Against this backdrop, the scale of Amazon and Microsoft’s commitments offers a significant boost to confidence. However, questions remain about how competitive India truly is in the global AI race. Adoption of artificial intelligence across the country has accelerated, with increasing investment in data centers and early movement toward domestic chip manufacturing. A recent collaboration between Intel and Tata Electronics to produce semiconductors locally reflects growing momentum in strengthening AI infrastructure. 

Despite these advances, India continues to lag behind global leaders when it comes to building sovereign AI models. The government launched a national AI mission aimed at supporting researchers and startups with high-performance computing resources to develop a large multilingual model. While officials say a sovereign model supporting more than 22 languages is close to launch, global competitors such as OpenAI and China-based firms have continued to release more advanced systems in the interim. India’s public investment in this effort remains modest when compared with the far larger AI spending programs seen in countries like France and Saudi Arabia. 

Structural challenges also persist. Limited access to advanced semiconductors, fragmented data ecosystems, and insufficient long-term research investment constrain progress. Although India has a higher-than-average concentration of AI-skilled professionals, retaining top talent remains difficult as global mobility draws developers overseas. Experts argue that policy incentives will be critical if India hopes to convert its talent advantage into sustained leadership. 

Even so, international studies suggest India performs strongly relative to its economic stage. The country ranks among the top five globally for new AI startups receiving investment and contributes a significant share of global AI research publications. While funding volumes remain far below those of the United States and China, experts believe India’s advantage may lie in applying AI to real-world problems rather than competing directly in foundational model development. 

AI-driven applications addressing agriculture, education, and healthcare are already gaining traction, demonstrating the technology’s potential impact at scale. At the same time, analysts warn that artificial intelligence could disrupt India’s IT services sector, a long-standing engine of economic growth. Slowing hiring, wage pressure, and weaker stock performance indicate that this transition is already underway, underscoring both the opportunity and the risk embedded in India’s AI future.

OpenAI Warns Future AI Models Could Increase Cybersecurity Risks and Defenses

 

Meanwhile, OpenAI told the press that large language models will get to a level where future generations of these could pose a serious risk to cybersecurity.
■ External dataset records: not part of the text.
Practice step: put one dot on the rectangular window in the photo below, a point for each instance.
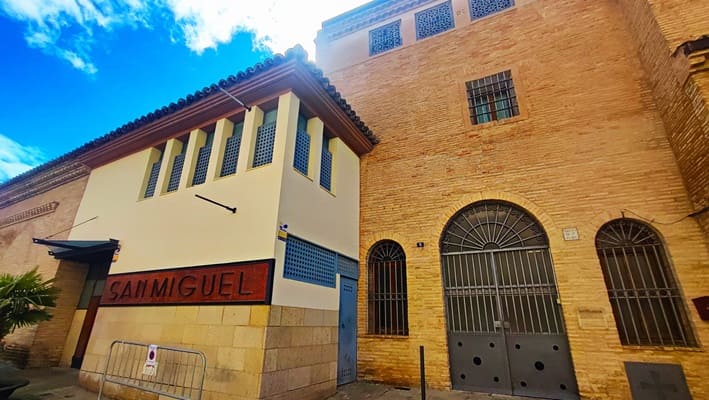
(302, 146)
(265, 137)
(177, 170)
(310, 263)
(326, 165)
(492, 98)
(385, 38)
(153, 179)
(231, 150)
(434, 20)
(200, 171)
(483, 8)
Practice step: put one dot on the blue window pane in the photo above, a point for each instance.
(385, 38)
(434, 20)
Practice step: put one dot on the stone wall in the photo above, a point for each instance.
(589, 146)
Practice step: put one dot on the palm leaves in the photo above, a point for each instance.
(23, 300)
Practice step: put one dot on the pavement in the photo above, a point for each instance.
(62, 384)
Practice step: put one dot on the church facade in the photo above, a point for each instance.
(535, 215)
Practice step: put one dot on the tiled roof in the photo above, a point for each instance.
(296, 53)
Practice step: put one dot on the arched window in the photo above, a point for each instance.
(387, 301)
(647, 304)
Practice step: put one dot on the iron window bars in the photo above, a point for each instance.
(492, 98)
(387, 290)
(647, 304)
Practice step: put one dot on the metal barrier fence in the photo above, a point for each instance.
(163, 370)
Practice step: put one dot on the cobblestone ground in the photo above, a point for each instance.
(60, 384)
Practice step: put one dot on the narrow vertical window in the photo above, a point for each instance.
(200, 171)
(492, 98)
(387, 290)
(647, 304)
(385, 38)
(326, 165)
(153, 178)
(302, 146)
(231, 150)
(177, 170)
(265, 137)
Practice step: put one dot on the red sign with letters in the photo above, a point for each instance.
(249, 282)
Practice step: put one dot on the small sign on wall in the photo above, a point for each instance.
(570, 233)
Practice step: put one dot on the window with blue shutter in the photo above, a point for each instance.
(265, 137)
(302, 146)
(326, 165)
(231, 150)
(153, 179)
(434, 20)
(483, 8)
(200, 171)
(385, 38)
(177, 164)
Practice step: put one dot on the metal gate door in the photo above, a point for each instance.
(505, 329)
(347, 338)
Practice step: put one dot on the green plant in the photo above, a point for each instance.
(24, 300)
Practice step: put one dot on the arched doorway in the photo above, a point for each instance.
(505, 329)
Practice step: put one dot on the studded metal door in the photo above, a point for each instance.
(505, 329)
(347, 338)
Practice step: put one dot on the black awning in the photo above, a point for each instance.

The company in its blog postingly admitted that powerful AI systems could eventually be used to craft sophisticated cyberattacks, such as developing previously unknown software vulnerabilities or aiding stealthy cyber-espionage operations against well-defended targets. Although this is still theoretical, OpenAI has underlined that the pace with which AI cyber-capability improvements are taking place demands proactive preparation. 

The same advances that could make future models attractive for malicious use, according to the company, also offer significant opportunities to strengthen cyber defense. OpenAI said such progress in reasoning, code analysis, and automation has the potential to significantly enhance security teams' ability to identify weaknesses in systems better, audit complex software systems, and remediate vulnerabilities more effectively. Instead of framing the issue as a threat alone, the company cast the issue as a dual-use challenge-one in which adequate management through safeguards and responsible deployment would be required. 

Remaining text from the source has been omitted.